Having the proper AIOps methodology is critical in the success of the program. What stands in the way of success are consistent challenges:
- Expertise: this is one area you cannot develop your way through, it requires data and process expertise
- Infrastructure: this requires a federated model to a system of engagement with multiple, use case based, data sources
- Time to Value: without a specialized and proven methodology, AIOps TTV can be slower than what you anticipated
- Data: volume, quality, and consistency of data produced can get overwhelming and requires skilled modeling
These challenges only represent your risk and cannot be a deterrent from progressing. We can effectively push through them by recognizing and addressing them and ensuring we are focused on the proper use cases.

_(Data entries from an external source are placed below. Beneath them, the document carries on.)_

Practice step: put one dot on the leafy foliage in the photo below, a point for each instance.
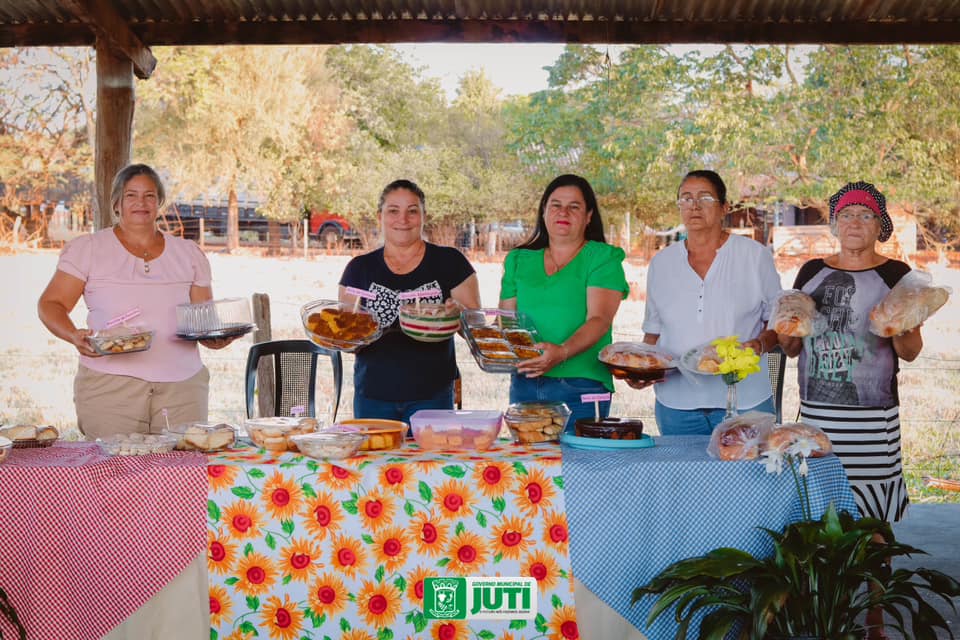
(814, 584)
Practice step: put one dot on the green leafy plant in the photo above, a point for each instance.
(823, 575)
(10, 614)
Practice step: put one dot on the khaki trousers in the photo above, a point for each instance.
(108, 403)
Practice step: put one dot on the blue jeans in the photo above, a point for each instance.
(364, 407)
(568, 390)
(697, 422)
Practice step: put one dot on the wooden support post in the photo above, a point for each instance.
(115, 104)
(263, 333)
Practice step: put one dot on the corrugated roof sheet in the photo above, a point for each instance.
(156, 22)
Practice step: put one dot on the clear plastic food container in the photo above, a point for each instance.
(122, 339)
(533, 422)
(274, 434)
(451, 429)
(226, 318)
(428, 322)
(382, 434)
(335, 325)
(136, 444)
(28, 436)
(331, 445)
(203, 436)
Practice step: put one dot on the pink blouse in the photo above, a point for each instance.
(115, 282)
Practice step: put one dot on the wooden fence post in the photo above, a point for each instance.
(263, 333)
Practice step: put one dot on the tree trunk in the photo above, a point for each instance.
(233, 219)
(115, 104)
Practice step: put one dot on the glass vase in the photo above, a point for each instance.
(731, 401)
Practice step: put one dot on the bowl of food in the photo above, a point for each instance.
(275, 433)
(636, 361)
(610, 428)
(381, 434)
(330, 445)
(122, 339)
(429, 322)
(136, 444)
(533, 422)
(203, 436)
(452, 429)
(28, 436)
(335, 325)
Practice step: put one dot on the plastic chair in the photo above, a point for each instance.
(777, 365)
(294, 375)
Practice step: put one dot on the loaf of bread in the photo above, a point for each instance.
(783, 436)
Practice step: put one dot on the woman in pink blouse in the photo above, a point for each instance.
(128, 269)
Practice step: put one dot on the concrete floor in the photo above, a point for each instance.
(934, 528)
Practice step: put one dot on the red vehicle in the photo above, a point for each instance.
(332, 229)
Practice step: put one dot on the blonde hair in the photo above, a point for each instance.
(125, 175)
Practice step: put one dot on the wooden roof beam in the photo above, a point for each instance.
(112, 28)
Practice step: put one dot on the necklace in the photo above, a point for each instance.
(556, 265)
(129, 246)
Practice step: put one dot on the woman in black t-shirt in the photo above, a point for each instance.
(396, 376)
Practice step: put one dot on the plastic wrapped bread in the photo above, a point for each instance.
(793, 313)
(908, 305)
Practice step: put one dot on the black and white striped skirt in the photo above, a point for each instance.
(867, 441)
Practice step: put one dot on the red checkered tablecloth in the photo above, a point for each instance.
(87, 539)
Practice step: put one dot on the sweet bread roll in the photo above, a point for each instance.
(794, 314)
(20, 432)
(47, 433)
(739, 442)
(785, 435)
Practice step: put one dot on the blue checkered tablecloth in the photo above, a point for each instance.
(632, 512)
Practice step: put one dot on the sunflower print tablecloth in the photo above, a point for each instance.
(301, 548)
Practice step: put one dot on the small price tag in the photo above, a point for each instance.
(595, 397)
(121, 319)
(362, 293)
(416, 295)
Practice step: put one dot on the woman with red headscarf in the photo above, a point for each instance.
(848, 376)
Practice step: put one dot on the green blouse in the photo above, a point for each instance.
(557, 304)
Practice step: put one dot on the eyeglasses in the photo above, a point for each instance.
(687, 202)
(845, 216)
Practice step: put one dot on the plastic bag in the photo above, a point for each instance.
(908, 305)
(741, 437)
(813, 442)
(793, 314)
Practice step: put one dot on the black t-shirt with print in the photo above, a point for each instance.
(842, 363)
(396, 367)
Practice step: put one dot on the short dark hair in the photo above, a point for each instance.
(396, 185)
(594, 230)
(711, 176)
(127, 174)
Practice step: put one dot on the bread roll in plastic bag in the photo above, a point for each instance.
(793, 314)
(741, 437)
(815, 442)
(908, 305)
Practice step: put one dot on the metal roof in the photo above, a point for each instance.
(197, 22)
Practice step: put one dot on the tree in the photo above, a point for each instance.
(244, 118)
(46, 121)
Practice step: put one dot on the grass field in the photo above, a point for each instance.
(36, 369)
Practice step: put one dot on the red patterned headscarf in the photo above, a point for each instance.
(862, 193)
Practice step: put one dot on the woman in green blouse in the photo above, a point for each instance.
(570, 282)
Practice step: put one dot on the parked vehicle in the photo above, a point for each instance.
(332, 229)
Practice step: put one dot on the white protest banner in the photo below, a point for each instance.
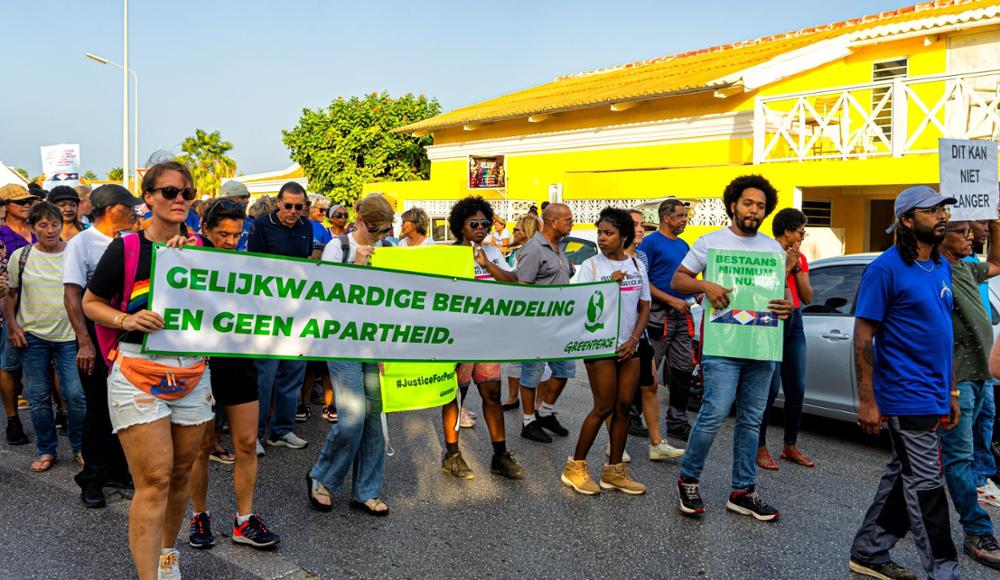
(61, 165)
(969, 174)
(215, 302)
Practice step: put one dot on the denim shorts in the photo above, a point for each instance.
(531, 372)
(10, 357)
(129, 405)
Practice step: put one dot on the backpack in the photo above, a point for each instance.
(108, 338)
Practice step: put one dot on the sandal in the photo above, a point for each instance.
(42, 464)
(370, 506)
(765, 461)
(795, 456)
(316, 489)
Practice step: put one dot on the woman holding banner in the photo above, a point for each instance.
(469, 222)
(613, 379)
(159, 405)
(356, 439)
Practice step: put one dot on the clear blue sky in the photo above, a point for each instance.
(248, 67)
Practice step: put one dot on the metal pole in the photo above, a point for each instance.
(125, 144)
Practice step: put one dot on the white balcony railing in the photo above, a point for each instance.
(891, 118)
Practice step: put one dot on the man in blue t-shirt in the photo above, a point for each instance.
(903, 343)
(670, 329)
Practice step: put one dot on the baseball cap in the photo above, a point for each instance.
(233, 188)
(111, 194)
(917, 197)
(63, 193)
(13, 192)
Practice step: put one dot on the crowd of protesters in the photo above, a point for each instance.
(75, 268)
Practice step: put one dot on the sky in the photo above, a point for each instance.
(247, 68)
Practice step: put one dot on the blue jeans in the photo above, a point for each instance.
(280, 380)
(984, 464)
(727, 380)
(356, 439)
(37, 361)
(956, 454)
(790, 376)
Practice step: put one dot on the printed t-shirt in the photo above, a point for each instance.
(493, 255)
(633, 288)
(41, 311)
(108, 280)
(81, 256)
(914, 340)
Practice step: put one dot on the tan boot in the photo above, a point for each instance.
(616, 477)
(577, 476)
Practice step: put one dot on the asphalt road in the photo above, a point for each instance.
(489, 527)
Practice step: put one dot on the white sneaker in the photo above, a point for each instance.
(663, 451)
(626, 458)
(169, 568)
(290, 440)
(466, 420)
(989, 494)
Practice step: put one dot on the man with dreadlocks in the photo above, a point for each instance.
(903, 351)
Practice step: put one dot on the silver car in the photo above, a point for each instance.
(831, 389)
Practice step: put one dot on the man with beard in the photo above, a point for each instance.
(748, 200)
(903, 351)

By instituting a best practice use case identification model we can quickly find the common use cases in your environment. For example:
- Predicting incident assignment
- Incident classification using natural language
- Finding similar incidents to accelerate resolution
- Name entity recognition for faster processing
- Grouping or clustering of alerts based on symptoms or description
- Correlating events
- Forecasting value of metrics to prevent outage
- Problem identification based on anomalies
Final Word
In closing, adopting and strategically planning an AIOps strategy sounds cumbersome and can be. Understanding that it can be broken out into two segments, automated service and automated operations is important.
Automated Service: enhances value co-creation by facilitating outcomes that the customer wants to achieve through automated task fulfillment
Automated Operations: leverages machine learning and automation to minimize work efforts associated with day-to-day activities, processes, and infrastructure that are responsible for delivering value to the business through technology
A great starting point for most organizations that use ServiceNow as their system of engagement is immediately focusing on, automated service. This is because the only challenger element standing in your way is quality and volume of data. To launch this, the focus needs to be on adoption of the platform at the user and service layers. What makes this easier to launch is our ability to start at the incident or request tables to identify your unique automation candidates vs having to create the entire federated operations model. This requires fewer Centers of Excellences (COEs) to be involved and focuses more on a critical impact area, user experience! By doing this we are able to prove out the automation capabilities and provide factual value stories that empower executives to seek further funding for AIOps expansion and generates an actionable roadmap for execution.